No, that's a different situation. It doesn't address the question of why a very profitable work should remain in Copyright for a long time, thus giving a disincentive for creating any more.
Do you really think it's that simple to create highly profitable works?
I think it's at least as much a matter of luck as planning.
That's not what he said. He said paycheck, which is every 2 weeks.
Protip: not everyone is paid on the same schedule. So just saying "I get $X" is rather ambiguous.
When he wrapped up the paragraph with "my net was around $1300 for the week", the assumption of a weekly pay seemed reasonable.
Just in case, though, and because of the "I'm in the middleclass bracket 52-74k/yr", I put in the numbers for a $74k income as well - and it still doesn't add up. At $76,800, with a fortnightly pay, he should be losing about $535 in federal income tax.
The incentive is for you to try to create something that will earn bucketloads of cash, so that it'll be worth it for you to keep renewing the copyright term over and over.
No.
The incentive of Copyright is (ostensibly) to maximise the volume of new works created. Where is the incentive to create more works if you've made one so profitable it will support you for the rest of your life ? Where's the payback to society from the privilege extended to the creator ?
We really need to have government agents asking me about every 3-line shell script I wrote and finding out how much money I made from it (zero) so it can be afforded the maximum copyright protection?
This highlights another problem, which is that Copyright for the purposes of commercial protection is opt-out, when it should be opt-in, like patents.
The only Copyright that should be automatic (and perpetual) is the moral right of attribution.
Group, singular. Once the composition has been performed it can be recreated from the performance, and there is no need for any performer or group beyond the first to pay (to anyone) more than the cost of "reverse engineering" the performance (which many musicians can do quite easily).
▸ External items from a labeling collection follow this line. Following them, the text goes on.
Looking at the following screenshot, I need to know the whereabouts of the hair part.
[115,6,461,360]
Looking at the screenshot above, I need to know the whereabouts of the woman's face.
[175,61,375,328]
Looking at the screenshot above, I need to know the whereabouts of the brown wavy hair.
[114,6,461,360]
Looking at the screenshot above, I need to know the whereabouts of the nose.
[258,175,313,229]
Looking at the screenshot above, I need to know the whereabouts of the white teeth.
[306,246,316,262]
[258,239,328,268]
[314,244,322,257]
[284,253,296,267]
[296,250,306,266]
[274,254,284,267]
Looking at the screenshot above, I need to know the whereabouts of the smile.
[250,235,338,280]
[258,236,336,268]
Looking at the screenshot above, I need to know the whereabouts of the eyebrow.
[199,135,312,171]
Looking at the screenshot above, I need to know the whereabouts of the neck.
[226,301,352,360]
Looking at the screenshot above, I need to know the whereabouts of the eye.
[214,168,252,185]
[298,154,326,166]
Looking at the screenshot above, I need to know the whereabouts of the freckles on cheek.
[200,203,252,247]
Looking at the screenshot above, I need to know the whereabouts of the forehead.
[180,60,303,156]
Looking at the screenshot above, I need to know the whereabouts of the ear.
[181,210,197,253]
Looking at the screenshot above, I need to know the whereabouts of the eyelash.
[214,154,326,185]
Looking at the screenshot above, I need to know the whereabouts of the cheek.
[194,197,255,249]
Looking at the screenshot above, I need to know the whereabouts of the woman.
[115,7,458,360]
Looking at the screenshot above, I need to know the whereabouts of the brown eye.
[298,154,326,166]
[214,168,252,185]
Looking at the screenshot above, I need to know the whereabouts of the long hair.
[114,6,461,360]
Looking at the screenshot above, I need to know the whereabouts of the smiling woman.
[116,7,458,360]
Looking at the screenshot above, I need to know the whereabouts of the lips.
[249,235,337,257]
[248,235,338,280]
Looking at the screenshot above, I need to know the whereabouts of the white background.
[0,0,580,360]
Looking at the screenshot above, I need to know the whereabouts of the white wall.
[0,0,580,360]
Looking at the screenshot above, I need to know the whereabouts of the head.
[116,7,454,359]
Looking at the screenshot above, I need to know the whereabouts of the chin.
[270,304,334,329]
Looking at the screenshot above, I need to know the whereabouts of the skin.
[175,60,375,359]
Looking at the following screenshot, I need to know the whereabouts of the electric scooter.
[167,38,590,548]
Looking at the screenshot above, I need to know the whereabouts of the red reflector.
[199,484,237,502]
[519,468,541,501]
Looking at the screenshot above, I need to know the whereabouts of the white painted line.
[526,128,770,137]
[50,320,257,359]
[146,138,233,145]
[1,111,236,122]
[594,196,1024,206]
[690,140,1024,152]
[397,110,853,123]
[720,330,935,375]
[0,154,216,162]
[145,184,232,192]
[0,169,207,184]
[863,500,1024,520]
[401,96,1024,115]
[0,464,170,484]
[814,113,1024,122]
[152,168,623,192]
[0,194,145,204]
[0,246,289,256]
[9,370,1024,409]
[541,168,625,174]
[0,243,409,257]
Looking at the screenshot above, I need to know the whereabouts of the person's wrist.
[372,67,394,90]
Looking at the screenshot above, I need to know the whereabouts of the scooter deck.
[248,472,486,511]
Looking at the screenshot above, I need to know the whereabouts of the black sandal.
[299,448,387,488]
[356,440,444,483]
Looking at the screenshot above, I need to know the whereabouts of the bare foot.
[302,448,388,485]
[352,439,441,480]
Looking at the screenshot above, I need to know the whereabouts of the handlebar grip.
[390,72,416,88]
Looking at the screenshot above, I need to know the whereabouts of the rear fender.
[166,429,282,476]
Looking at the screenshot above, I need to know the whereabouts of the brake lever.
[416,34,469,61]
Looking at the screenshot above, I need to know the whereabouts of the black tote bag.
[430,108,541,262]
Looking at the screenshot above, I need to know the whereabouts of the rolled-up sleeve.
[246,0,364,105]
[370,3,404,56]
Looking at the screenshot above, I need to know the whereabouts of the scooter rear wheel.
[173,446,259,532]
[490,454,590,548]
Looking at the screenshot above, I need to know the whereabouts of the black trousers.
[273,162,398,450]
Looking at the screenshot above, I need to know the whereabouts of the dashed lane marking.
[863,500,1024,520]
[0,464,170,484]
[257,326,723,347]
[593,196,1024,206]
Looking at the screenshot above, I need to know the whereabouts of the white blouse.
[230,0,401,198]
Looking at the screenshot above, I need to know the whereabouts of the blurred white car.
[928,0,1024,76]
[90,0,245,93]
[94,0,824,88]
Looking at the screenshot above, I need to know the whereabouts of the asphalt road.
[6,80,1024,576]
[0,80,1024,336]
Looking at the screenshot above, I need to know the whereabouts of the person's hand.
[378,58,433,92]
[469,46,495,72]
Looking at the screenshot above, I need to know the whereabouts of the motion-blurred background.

Unless the composer, say, negotiates with multiple groups simultaneously. Or contractually binds the first one not to perform until he has sold the work to other groups.
Given that a second group intending to perform the composition will either reverse engineer it or pay (someone), it is economically sensible for the first group to undercut any price requested by the composer, as this maximizes the first group's profit.
It is also economically sensible for the composer to only sell the work for enough to support him while he creates and sells the next one.
A regular old white or blue collar worker didn't work for $0 for months or years. You guys need to stop using salaried/wage workers, who get paid week by week or month by month to do their job, with creative artists, who receive no income while they work on their project.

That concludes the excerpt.